1 | Mad Max: Fury Road
It took George Miller 30 years to finally follow up Beyond Thunderdome and, as the cliché goes, it was worth the wait. More surprising then the jaw-dropping, face-peeling action sequences – an impressive amount of which contained zero CGI – was the director's on the pulse gender politics. Tom Hardy was the lead, but Fury Road was really about kick-ass women, with Charlize Theron's Imperator Furiosa leading the charge. She was the true star of what will be remembered as comfortably the best action movie of 2015.
2 | Selma
Big, Oscar-baiting films about periods of historical importance are often too worthy for their own good, but this drama about the 1965 voting rights march from Selma to Montgomery in Alabama – a key moment in the civil rights movement and the story of Martin Luther King, played brilliantly here by Brit David Oyelowo – hit the right notes. The well-paced story also includes welcome turns from Tim Roth, Cuba Gooding, Jr and the bloke who played Bunk in The Wire.
3 | Foxcatcher
There are so many unanswered questions around this almost too incredible to be true story of eccentric millionaire John T Dupont and the Olympic wrestlers caught up in his mad world, it took director Bennett Miller, alongside screenwriters E. Max Frye and Dan Futterman, years – and years – to research. It was worth it. This small, character-led, gripping period tale transports you to another time and place and is brilliantly played by an unexpected cast.

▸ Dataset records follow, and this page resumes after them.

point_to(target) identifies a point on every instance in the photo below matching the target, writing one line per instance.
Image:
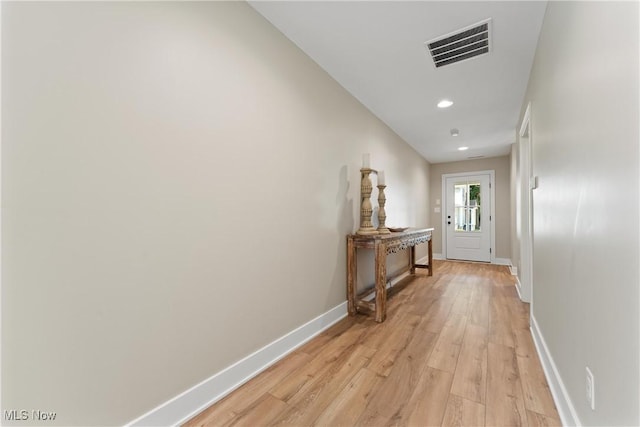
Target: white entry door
(468, 217)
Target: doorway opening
(469, 209)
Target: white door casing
(525, 214)
(468, 216)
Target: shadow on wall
(346, 225)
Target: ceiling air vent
(460, 45)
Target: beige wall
(515, 194)
(584, 127)
(177, 183)
(501, 165)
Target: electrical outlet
(591, 389)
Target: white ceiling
(376, 51)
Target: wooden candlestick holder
(366, 227)
(382, 215)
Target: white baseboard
(518, 288)
(566, 410)
(193, 401)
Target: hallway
(455, 350)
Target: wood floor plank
(388, 404)
(335, 351)
(318, 394)
(470, 377)
(500, 331)
(505, 404)
(462, 412)
(383, 360)
(349, 404)
(249, 393)
(445, 353)
(428, 402)
(266, 408)
(539, 420)
(537, 395)
(455, 349)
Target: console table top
(400, 234)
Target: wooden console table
(383, 244)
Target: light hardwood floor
(455, 350)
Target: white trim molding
(492, 192)
(518, 287)
(566, 410)
(193, 401)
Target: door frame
(525, 284)
(492, 212)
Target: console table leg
(351, 277)
(381, 279)
(412, 259)
(430, 250)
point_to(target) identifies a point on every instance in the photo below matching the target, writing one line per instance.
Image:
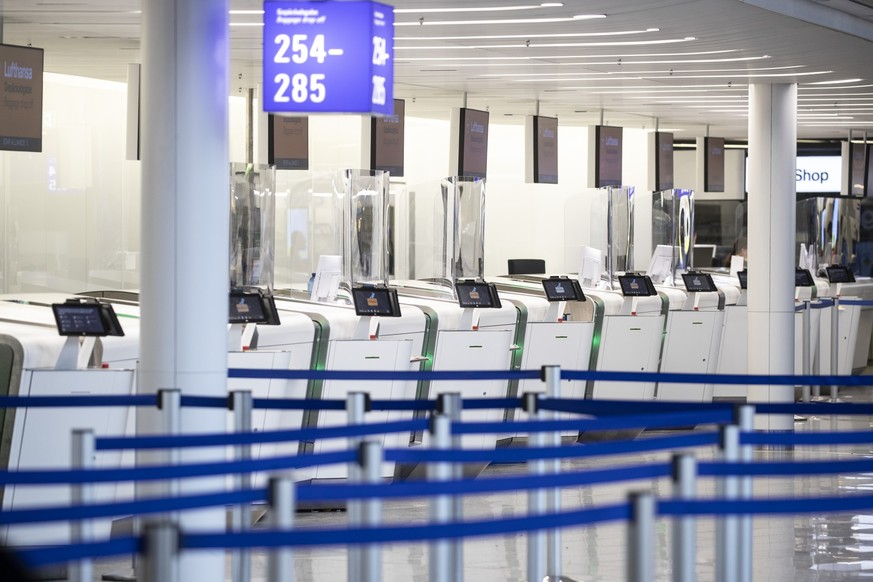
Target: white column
(772, 151)
(185, 206)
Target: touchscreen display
(79, 319)
(246, 308)
(376, 301)
(636, 286)
(563, 289)
(698, 282)
(476, 294)
(840, 274)
(803, 278)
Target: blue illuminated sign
(328, 57)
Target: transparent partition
(365, 225)
(666, 219)
(611, 229)
(252, 225)
(439, 231)
(342, 214)
(830, 229)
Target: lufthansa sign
(328, 57)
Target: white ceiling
(682, 64)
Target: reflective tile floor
(803, 548)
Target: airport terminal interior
(644, 196)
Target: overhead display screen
(545, 150)
(328, 57)
(663, 161)
(288, 147)
(713, 164)
(386, 141)
(21, 107)
(608, 151)
(376, 301)
(473, 149)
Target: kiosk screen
(698, 282)
(247, 308)
(803, 278)
(86, 319)
(376, 301)
(636, 286)
(840, 274)
(563, 289)
(477, 294)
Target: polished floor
(804, 548)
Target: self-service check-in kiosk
(692, 340)
(61, 360)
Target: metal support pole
(82, 531)
(536, 498)
(746, 418)
(807, 343)
(241, 562)
(552, 377)
(451, 404)
(641, 538)
(684, 536)
(835, 347)
(282, 499)
(727, 554)
(440, 552)
(161, 549)
(356, 407)
(370, 457)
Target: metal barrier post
(807, 343)
(746, 417)
(641, 538)
(727, 554)
(451, 404)
(370, 456)
(240, 403)
(161, 549)
(281, 497)
(440, 553)
(552, 377)
(536, 498)
(684, 535)
(835, 346)
(82, 530)
(357, 404)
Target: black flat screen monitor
(607, 155)
(563, 289)
(247, 308)
(663, 161)
(636, 286)
(473, 149)
(803, 278)
(698, 283)
(372, 301)
(477, 294)
(839, 274)
(89, 318)
(545, 152)
(713, 164)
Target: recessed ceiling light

A film that stays with you long after the credits have rolled.
4 | Whiplash
JK Simmons’s performance as a bullying music tutor rightly got the headlines (and the Oscar) but this brilliantly tight and intoxicating tale of an aspiring young jazz drummer owes much to the focused storytelling style of its first-time writer and director Damien Chazelle, who has also pulled off one of the best endings to a film in this or any other year.
5 | The Lobster
"Funny, clever and full of brilliant performances," is how we described Greek director Yorgos Lanthimos' (Dogtooth) first English language film when it came out in October, and we were right. The story – set in a alternative world where single people are forced to find a partner, or be turned into an animal – is surreal, but has plenty to say about societal norms today. Oh – and it's Colin Farrell's mustache is a hoot.
6 | Mommy
There's a reason why this French-language Canadian film won the Jury Prize at last year's Cannes Film Festival. An unflinching depiction of a troubled relationship between a widowed mother (Anne Dorval) and her violent son (Antoine Oliver Piron), Mommy also manages to find surprising notes of humour, thanks largely to the excellent central performances. Another success for Xavier Dolan, 26-year-old director who just keeps getting better.
7 | Cartel Land
Every documentary lives or dies by how close it gets to its subject, and director Matthew Heineman takes us deep enough into his – two vigilante groups fighting Mexican drug cartels on both sides of the US border – to smell the gun smoke. Couple that with incredibly assured direction and some of the most stunning cinematography you'll ever see, and Cartel Land is not just the best film of its genre this year but one of the best full stop.
8 | Carol
Based on Patricia Highsmith’s 1952 novel The Price of Salt, director Todd Hayne’s first film since Bob Dylan biopic I’m Not There (2007) tracks the burgeoning relationship between Carol, a married housewife (Blanchett), and timid department store employee Therese (Rooney Mara) in Fifties New York. Don't be put off by the notion of a romance flick – being swept up by their taboo affair is unavoidable, mainly due to the affecting performances from the two leads. More than just another Oscar botherer.
9 | Ex_Machina
From novelist (The Beach) to scriptwriter (28 Days Later) to, finally, director: Alex Garland's sci-fi chamber piece saw Domhnall Gleeson star as a young programmer invited to his employer's (Oscar Isaac) secluded abode to discern whether his creation, a female android (Alicia Vikander), has developed artificial intelligence. What follows is a tense, claustrophobic and unusually assured debut.
10 | Beasts Of No Nation
After his often stunning work directing True Detective season one, it was no surprise that Netflix snapped up Cary Joji Fukunaga to make their first original film. It was a shrewd move: this drama about a young boy in an unspecifed worn torn African country who gets absorbed into a rebel army of child soldiers is tightly scripted and gorgeously shot, as Idris Elba turns in possibly the best performance of his career as the charismatic, corrupt war lord.